Coral Reef Ecosystem Microbiology

Diel dynamics of dissolved organic matter production and remineralization as a driver of coral reef nutrient recycling (National Science Foundation, 2020-2023)

Collaborators: Linda Wegley Kelly @ SDSU

Summary: Coral reefs exhibit some of the highest rates of primary production and decomposition of any ecosystem type yet persist in some of the most oligotrophic waters on the planet, implying tight recycling of macronutrients through organic matter. Roughly one third of gross benthic production in reefs is released as dissolved organic matter (DOM), yet reefs exhibit depleted DOM relative to the surrounding ocean, suggesting that rapid microbial consumption and remineralization processes of DOM play a significant role in nutrient recycling. Our recent documentation of significant diel shifts in both microbial communities and nutrients in reefs suggest that dynamics of microbial-DOM interactions on short daily timescales may be a fundamental feature of reefs that play a key role in nutrient recycling and retention. This project will define in situ diel dynamics of microbial communities and dissolved organic and inorganic nutrients in a coral reef system and then further resolve specific microbial-DOM genomic- metabolomic interaction mechanisms that drive the transformation and remineralization of metabolites involved in nutrient recycling in reefs.
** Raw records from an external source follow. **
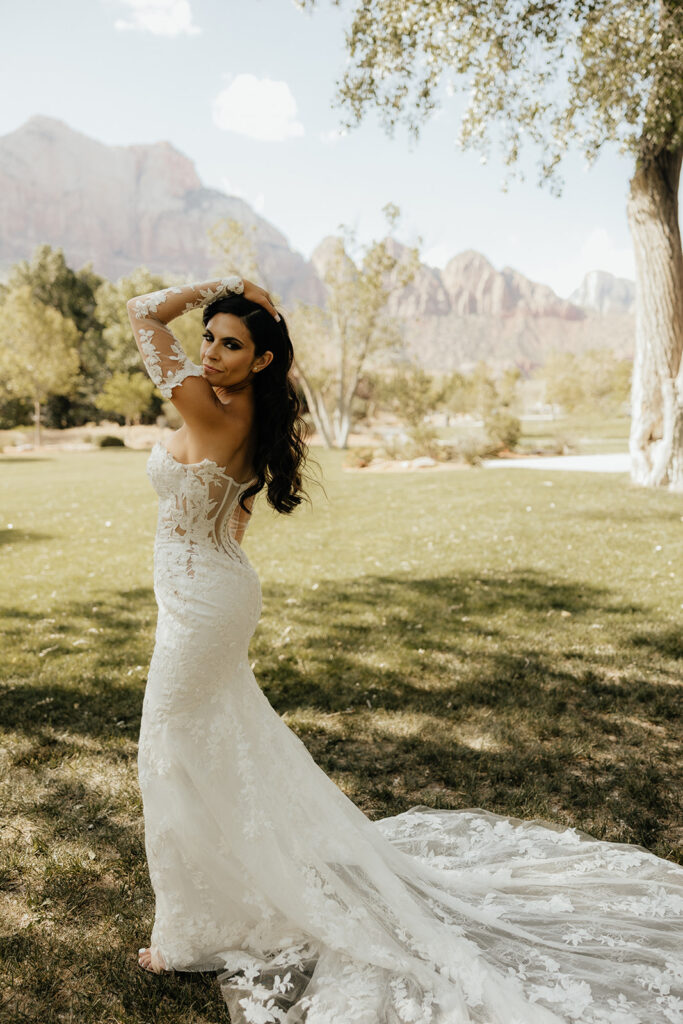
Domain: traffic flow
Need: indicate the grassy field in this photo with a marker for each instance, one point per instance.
(508, 640)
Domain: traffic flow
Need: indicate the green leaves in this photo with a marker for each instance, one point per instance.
(555, 73)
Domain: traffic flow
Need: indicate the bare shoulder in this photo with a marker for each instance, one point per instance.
(228, 440)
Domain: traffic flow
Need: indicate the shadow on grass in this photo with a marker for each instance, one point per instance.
(15, 536)
(455, 691)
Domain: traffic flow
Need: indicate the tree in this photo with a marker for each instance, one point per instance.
(127, 394)
(556, 73)
(334, 346)
(233, 245)
(594, 381)
(38, 350)
(54, 284)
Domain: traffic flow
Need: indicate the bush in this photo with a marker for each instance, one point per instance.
(503, 430)
(359, 458)
(109, 440)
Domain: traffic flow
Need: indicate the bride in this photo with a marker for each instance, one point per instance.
(262, 869)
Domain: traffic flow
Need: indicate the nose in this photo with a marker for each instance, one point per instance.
(209, 350)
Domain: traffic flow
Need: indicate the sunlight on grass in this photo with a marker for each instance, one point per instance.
(506, 640)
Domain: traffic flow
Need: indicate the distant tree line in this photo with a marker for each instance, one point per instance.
(68, 355)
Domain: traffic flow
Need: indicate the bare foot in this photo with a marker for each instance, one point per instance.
(151, 960)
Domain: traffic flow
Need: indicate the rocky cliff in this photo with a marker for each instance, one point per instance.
(120, 207)
(123, 206)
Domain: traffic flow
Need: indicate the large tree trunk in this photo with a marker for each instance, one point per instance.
(36, 420)
(656, 426)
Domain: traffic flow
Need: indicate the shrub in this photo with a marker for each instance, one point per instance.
(109, 440)
(359, 458)
(503, 429)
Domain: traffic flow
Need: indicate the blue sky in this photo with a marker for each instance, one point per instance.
(245, 88)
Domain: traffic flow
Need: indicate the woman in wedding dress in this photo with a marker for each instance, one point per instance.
(262, 869)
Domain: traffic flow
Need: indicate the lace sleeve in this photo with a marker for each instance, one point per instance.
(164, 358)
(240, 520)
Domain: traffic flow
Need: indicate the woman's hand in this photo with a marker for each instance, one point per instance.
(259, 295)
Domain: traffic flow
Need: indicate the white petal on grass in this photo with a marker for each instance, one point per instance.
(161, 17)
(258, 108)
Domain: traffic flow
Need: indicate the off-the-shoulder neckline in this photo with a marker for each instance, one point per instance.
(194, 465)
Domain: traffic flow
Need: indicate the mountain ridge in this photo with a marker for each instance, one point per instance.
(119, 207)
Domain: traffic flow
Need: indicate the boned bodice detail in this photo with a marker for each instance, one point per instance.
(198, 503)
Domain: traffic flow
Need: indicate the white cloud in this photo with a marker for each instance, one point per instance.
(258, 201)
(162, 17)
(598, 252)
(258, 108)
(438, 255)
(332, 136)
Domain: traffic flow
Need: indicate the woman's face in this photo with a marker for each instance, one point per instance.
(227, 351)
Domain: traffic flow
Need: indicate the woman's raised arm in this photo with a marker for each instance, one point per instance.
(164, 358)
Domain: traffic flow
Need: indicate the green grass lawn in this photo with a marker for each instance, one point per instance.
(509, 640)
(584, 434)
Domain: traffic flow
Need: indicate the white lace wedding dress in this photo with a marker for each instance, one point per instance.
(264, 870)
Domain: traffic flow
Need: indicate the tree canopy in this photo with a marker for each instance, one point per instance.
(554, 73)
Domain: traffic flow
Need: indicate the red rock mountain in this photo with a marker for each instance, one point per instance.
(123, 206)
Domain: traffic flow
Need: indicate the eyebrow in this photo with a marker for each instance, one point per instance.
(228, 337)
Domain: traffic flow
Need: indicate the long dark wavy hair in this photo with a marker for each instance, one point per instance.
(281, 431)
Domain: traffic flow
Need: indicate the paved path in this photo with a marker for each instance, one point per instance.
(617, 463)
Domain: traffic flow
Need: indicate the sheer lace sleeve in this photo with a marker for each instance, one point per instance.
(164, 358)
(240, 520)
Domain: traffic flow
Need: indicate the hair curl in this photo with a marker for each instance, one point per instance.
(281, 448)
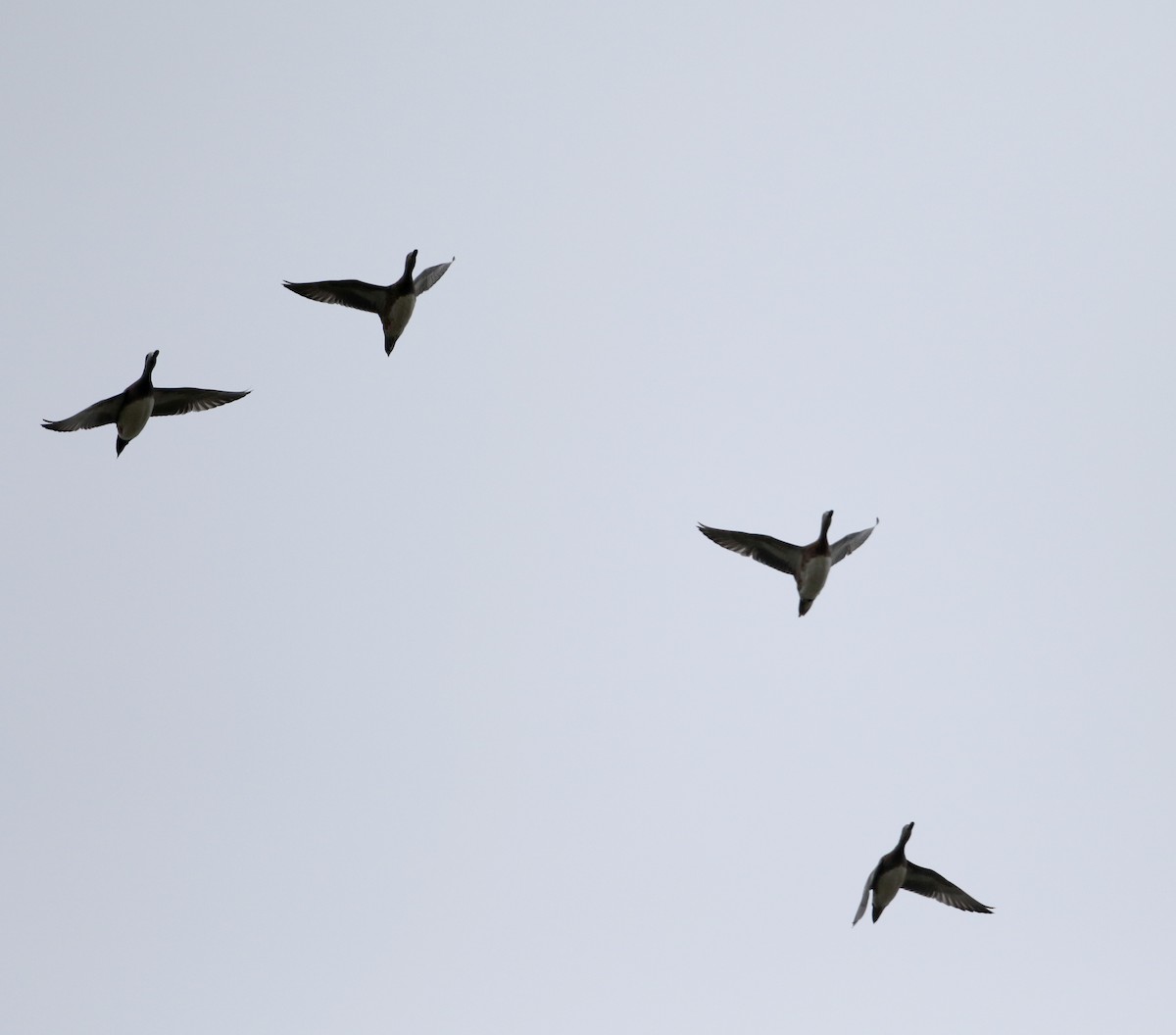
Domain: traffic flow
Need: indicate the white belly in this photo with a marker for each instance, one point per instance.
(398, 316)
(134, 418)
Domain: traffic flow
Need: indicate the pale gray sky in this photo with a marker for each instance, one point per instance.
(404, 697)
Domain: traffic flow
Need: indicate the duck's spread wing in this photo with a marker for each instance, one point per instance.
(865, 897)
(845, 547)
(356, 293)
(173, 401)
(92, 417)
(783, 557)
(927, 882)
(427, 277)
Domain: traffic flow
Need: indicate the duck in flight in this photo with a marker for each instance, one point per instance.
(895, 871)
(808, 565)
(394, 304)
(132, 409)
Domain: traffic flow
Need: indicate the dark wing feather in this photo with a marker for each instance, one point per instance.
(865, 895)
(426, 279)
(173, 401)
(846, 546)
(92, 417)
(923, 881)
(356, 293)
(783, 557)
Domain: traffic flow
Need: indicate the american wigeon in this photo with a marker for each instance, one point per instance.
(394, 304)
(808, 565)
(895, 871)
(132, 409)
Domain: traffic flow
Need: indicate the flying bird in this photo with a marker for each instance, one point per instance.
(394, 304)
(130, 410)
(808, 565)
(894, 871)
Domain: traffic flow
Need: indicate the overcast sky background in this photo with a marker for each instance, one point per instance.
(404, 695)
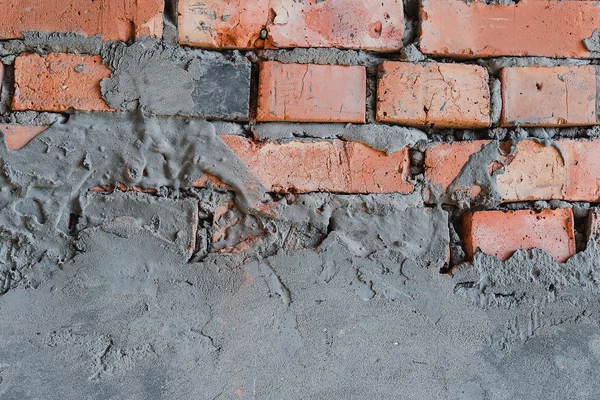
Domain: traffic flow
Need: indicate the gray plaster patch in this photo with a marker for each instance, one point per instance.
(165, 80)
(41, 184)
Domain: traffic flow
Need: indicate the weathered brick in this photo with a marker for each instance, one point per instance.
(567, 170)
(353, 24)
(333, 166)
(311, 93)
(445, 161)
(570, 170)
(58, 82)
(550, 28)
(556, 96)
(433, 94)
(115, 19)
(593, 225)
(501, 233)
(222, 24)
(17, 136)
(350, 24)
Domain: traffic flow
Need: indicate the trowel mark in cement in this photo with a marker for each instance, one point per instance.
(42, 183)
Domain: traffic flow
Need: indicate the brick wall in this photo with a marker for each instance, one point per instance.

Key products of this work will be to develop a core understanding of diel microbial ecology and biogeochemistry in reef ecosystems and to use this understanding to illuminate key microbial and molecular players in the nutrient decomposition and remineralization processes long hypothesized to be central to maintaining healthy reefs.

Developing untargeted molecular networking as a tool to characterize widespread transformations of marine dissolved organic matter

Collaborators: Linda Wegley Kelly @ SDSU, Lihini Aluwihare @ SIO, Pieter Dorrestein @ UCSD, Andi Haas @ NIOZ

Publications: Petras et al. 2017

Summary: Carbon cycling in the ocean is centered on the reactivity of complex pools of marine organic matter (hundreds of thousands of different molecules) processed through the microbial food web. The overarching objective of this project is to develop novel approaches to define widespread transformations of marine DOM, associate these molecular transitions with distinct molecular families, and link these transformations to fates of recently produced DOM and distributions of semi-labile DOM in natural ecosystems. Such a goal requires bridging organic chemistry and microbiology methodologies to link microbial activity to molecular transitions through the DOM pool. By integrating laboratory and field experiments and oceanographic surveys paired with the development of analytical tools for untargeted metabolomics and metatranscriptomics we propose to characterize the fate of reactive DOM. A key product of this research is a refined mechanistic understanding of DOM-microbe interactions through the quantification of major microbially-mediated chemical transformations and metabolic pathways that influence the post-production processing of DOM.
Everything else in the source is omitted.